21. Shift Ctrl right-mouse rotates round screen Z.
22. Ctrl + right-mouse + horizontal (left to right) mouse movement moves the view in screen Z.
23. Ctrl right-mouse up-down drag changes the slab.
24. Use "(set-idle-function-rotate-angle 0.05)" to change the spin speed.
25. (ligand-expert)" enables the GUI editting of some ligand-fitting parameters.
26. Use keyboard + and – to zoom in Ramachandran and Kleywegt Plots
27. The ‘U’ key undoes last nagivation (e.g. re-centering on new pdb file).
28. The ‘D’ and ‘F’ keys change the clipping/slabbing.
29. (view-matrix)" prints the current view matrix, useful for molscript, perhaps.
30. Baton-building low resolution maps is better done with maps that have increased sampling rate (2.0 or 2.5).
31. Coot can read SHELXL .res files. (It can write them too.)
32. Clear All Atom Labels" can be found under Measures -> Distances & Angles.
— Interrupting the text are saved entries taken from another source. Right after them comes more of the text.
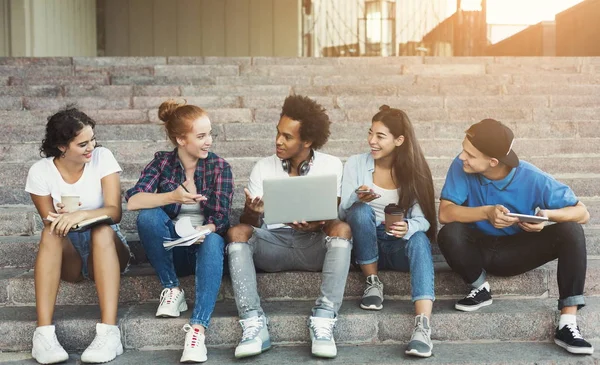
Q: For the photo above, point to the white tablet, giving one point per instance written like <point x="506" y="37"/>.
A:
<point x="300" y="198"/>
<point x="528" y="218"/>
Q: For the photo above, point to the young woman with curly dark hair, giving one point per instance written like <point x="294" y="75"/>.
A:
<point x="75" y="166"/>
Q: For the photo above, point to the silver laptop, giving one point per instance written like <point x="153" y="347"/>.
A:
<point x="300" y="198"/>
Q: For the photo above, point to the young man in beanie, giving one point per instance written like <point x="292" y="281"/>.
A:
<point x="484" y="183"/>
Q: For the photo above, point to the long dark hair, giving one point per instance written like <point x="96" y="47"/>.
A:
<point x="410" y="170"/>
<point x="61" y="128"/>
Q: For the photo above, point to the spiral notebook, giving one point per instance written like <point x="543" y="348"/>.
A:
<point x="187" y="233"/>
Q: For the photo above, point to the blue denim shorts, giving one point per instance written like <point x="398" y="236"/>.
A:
<point x="81" y="242"/>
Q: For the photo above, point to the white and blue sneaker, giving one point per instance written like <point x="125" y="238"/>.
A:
<point x="255" y="336"/>
<point x="321" y="334"/>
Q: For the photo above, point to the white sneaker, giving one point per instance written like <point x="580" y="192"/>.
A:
<point x="321" y="335"/>
<point x="172" y="303"/>
<point x="46" y="348"/>
<point x="194" y="349"/>
<point x="255" y="336"/>
<point x="106" y="345"/>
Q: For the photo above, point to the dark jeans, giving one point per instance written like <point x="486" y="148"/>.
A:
<point x="471" y="254"/>
<point x="204" y="260"/>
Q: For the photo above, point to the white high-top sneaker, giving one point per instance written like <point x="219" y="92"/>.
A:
<point x="172" y="303"/>
<point x="194" y="349"/>
<point x="321" y="335"/>
<point x="46" y="348"/>
<point x="106" y="345"/>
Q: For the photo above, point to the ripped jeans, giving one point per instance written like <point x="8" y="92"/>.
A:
<point x="285" y="249"/>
Obviously.
33. Esc and Return are keyboard accelerators for Reject/Accept for Refinement and Regularization.
34. Restraints for alpha helical and beta-strand structure can in the Refinement/Regularization Control Panel
35. To disable coot tips: add "(no-coot-tips)" to your ~/.coot file.
36. It is possible to accidently invert chiral centres. Use Validate -> Chiral Centre to check.